L’origine dell’odierna fondazione della monarchia universale a stelle e strisce risiede, sul piano della Weltgeschichte, nella scandalosa assoluzione del bombardamento di Hiroshima e di Nagasaki, in quell’inammissibile squilibrio della colpa in forza del quale, alla giusta deplorazione dei lager e dei gulag, non è seguita un’analoga condanna delle due bombe atomiche e, con esse, della pratica del bombardamento in quanto tale.

L’esito di questa asimmetria valutativa è, del resto, fin troppo noto: in quanto “male necessario”, il bombardamento legalizzato può nuovamente essere praticato, come è attestato dalle vicende del Vietnam (1965), della Jugoslavia (1999), dell’Iraq (1991 e 2003), della Libia (2011).
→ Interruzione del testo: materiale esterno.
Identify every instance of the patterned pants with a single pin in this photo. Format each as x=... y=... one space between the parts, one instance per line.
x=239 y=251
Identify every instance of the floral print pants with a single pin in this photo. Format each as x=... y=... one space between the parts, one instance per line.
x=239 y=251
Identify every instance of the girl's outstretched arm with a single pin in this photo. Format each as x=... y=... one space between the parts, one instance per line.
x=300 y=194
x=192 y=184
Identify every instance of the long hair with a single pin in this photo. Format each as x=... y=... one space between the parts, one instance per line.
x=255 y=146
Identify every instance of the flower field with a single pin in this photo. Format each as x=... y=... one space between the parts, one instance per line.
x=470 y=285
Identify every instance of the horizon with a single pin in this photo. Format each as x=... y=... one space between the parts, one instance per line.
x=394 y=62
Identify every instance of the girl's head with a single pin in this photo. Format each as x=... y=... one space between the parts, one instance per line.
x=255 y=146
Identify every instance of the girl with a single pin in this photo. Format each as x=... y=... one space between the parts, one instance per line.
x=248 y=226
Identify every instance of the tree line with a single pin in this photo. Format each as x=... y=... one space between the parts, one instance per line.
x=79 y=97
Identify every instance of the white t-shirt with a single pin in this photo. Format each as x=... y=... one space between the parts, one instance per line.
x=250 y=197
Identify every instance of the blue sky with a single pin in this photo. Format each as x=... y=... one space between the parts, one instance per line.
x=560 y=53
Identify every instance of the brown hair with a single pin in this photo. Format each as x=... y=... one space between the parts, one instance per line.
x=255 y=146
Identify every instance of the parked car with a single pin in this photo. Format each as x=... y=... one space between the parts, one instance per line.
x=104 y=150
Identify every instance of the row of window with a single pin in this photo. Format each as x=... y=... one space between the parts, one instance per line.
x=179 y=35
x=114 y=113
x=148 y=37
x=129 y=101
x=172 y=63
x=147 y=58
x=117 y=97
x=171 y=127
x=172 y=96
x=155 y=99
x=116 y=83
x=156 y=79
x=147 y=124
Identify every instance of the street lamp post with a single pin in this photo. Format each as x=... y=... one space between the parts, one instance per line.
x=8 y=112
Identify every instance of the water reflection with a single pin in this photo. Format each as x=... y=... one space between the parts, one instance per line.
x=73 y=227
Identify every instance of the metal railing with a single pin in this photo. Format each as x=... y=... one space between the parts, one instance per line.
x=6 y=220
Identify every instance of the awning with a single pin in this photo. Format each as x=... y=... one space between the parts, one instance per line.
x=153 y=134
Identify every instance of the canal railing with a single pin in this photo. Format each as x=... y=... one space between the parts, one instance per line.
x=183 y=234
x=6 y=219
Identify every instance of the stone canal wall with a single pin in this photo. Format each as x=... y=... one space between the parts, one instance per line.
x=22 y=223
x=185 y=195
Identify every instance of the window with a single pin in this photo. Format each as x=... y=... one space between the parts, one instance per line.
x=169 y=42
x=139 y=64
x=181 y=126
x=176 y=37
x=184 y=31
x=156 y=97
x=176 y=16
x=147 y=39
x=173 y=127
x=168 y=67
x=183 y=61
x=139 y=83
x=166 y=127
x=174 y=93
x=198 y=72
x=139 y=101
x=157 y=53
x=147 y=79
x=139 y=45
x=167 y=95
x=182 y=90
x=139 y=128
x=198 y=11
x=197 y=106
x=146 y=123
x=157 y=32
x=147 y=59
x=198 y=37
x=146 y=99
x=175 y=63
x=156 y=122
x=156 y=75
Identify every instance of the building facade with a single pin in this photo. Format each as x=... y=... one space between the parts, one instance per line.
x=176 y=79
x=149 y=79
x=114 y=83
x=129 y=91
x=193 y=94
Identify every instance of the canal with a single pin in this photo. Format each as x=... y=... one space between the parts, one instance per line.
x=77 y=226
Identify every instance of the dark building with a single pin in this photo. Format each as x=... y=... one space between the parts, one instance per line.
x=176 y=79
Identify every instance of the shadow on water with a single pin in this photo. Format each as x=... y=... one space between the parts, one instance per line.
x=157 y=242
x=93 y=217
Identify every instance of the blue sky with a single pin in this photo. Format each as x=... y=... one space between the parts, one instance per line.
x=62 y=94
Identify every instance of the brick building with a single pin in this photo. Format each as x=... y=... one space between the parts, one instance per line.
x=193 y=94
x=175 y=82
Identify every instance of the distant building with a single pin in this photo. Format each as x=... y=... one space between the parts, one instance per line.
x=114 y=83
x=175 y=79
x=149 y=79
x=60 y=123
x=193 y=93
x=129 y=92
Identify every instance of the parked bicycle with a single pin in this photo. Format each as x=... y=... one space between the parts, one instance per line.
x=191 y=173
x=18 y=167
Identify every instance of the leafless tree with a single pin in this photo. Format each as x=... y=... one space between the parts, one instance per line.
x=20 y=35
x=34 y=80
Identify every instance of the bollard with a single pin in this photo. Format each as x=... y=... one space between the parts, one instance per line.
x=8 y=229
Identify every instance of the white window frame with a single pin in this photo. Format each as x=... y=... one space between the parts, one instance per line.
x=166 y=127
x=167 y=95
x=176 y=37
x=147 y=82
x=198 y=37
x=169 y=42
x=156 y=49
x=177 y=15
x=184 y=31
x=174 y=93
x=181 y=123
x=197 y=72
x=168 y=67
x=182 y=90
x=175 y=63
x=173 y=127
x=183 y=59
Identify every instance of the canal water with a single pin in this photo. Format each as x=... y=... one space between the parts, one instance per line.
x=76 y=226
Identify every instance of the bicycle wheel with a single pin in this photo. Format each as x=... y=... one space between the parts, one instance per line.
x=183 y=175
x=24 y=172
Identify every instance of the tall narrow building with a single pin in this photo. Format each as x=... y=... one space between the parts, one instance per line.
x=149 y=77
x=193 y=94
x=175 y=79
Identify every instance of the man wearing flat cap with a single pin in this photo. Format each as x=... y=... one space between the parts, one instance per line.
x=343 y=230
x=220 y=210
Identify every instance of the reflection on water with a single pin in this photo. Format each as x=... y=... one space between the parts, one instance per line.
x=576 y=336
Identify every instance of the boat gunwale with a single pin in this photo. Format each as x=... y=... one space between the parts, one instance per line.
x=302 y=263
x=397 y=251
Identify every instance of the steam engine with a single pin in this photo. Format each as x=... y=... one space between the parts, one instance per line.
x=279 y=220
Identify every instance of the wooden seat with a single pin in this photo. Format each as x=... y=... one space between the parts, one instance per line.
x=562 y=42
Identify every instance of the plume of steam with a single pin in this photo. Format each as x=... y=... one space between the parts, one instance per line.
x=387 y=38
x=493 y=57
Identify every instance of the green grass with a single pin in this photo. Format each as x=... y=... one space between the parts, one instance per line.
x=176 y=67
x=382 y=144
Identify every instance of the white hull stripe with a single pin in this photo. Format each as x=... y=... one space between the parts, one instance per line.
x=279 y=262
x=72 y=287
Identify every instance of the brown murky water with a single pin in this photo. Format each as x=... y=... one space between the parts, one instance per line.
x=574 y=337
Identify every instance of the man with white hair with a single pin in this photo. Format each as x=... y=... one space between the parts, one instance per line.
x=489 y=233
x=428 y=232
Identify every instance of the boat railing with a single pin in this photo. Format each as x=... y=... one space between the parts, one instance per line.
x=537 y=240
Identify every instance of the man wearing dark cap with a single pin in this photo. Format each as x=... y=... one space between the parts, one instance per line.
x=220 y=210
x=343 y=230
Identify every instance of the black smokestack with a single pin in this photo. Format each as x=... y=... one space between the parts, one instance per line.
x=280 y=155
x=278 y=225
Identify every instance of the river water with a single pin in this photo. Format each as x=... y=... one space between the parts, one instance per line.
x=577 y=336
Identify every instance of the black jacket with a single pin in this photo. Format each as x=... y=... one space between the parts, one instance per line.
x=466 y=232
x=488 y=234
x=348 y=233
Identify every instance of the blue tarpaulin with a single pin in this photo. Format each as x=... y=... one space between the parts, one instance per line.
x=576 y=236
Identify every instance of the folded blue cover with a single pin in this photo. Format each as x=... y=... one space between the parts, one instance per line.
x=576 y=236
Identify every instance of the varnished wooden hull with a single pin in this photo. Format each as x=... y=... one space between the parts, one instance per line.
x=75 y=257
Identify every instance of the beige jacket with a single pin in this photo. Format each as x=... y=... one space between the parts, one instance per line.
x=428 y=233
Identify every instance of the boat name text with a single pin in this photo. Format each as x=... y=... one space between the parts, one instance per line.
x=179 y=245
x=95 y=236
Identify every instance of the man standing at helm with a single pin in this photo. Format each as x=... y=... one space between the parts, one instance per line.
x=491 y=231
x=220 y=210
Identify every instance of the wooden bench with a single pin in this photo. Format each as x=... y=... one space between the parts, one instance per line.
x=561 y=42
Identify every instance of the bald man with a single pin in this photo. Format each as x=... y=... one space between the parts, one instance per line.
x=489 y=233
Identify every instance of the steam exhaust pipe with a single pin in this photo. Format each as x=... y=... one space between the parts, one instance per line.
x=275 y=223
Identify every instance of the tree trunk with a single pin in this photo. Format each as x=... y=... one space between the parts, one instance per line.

L’invenzione mediatica di sempre nuovi Hitler sanguinari si rivela funzionale all’attivazione del “modello Hiroshima”, ossia del bombardamento legittimato come male necessario (ubi Hitler, ibi Hiroshima). Aspetto, quest’ultimo, da cui emerge limpidamente l’inammissibile squilibrio della colpa in forza del quale, alla giusta deplorazione dei lager e dei gulag, non è seguita un’analoga condanna delle due bombe atomiche e, con esse, della pratica del bombardamento qua talis.

L’esito di questa asimmetria valutativa è, del resto, tragicamente noto. In quanto male necessario, il bombardamento legalizzato contro i nuovi Hitler può nuovamente essere praticato, dall’Iraq del 1991 e del 2003 alla Jugoslavia del 1999, dall’Afghanistan del 2001 alla Libia del 2011.

Per questo, l’uccisione di mezzo milione di bambini nella guerra in Iraq del 1991 - proprio come la strage degli innocenti di Hiroshima - può essere rivendicata dalla monarchia universale come male necessario: con le parole del segretario di Stato Madeleine Albright, risalenti al maggio 1996, "this is a very hard choice, but the price… we think the price is worth it".

La reductio ad Hitlerum si accompagna pressoché sempre all’impiego ideologico del concetto di umanità come titolo volto a giustificare l’ampliamento imperialistico. La guerra che si autoproclama umanitaria serve non solo a glorificare se stessa, ma anche a delegittimare il nemico, a cui è negata in principio la qualità stessa di uomo.

Contro un nemico ridotto a Hitler e a essere non umano, il conflitto può allora essere spinto fino al massimo grado di disumanità, in una completa neutralizzazione di ogni dispositivo inibitorio di una violenza chiamata a esercitarsi in forma illimitata. È quella che Schmitt chiamava la "forza discriminatrice e di spaccatura propria dell’ideologia umanitaria". Là dove vi è un nuovo Hitler, deve esservi anche sempre una nuova Hiroshima: è questo il presupposto dell’inimicizia assoluta e della sua logica ideologica.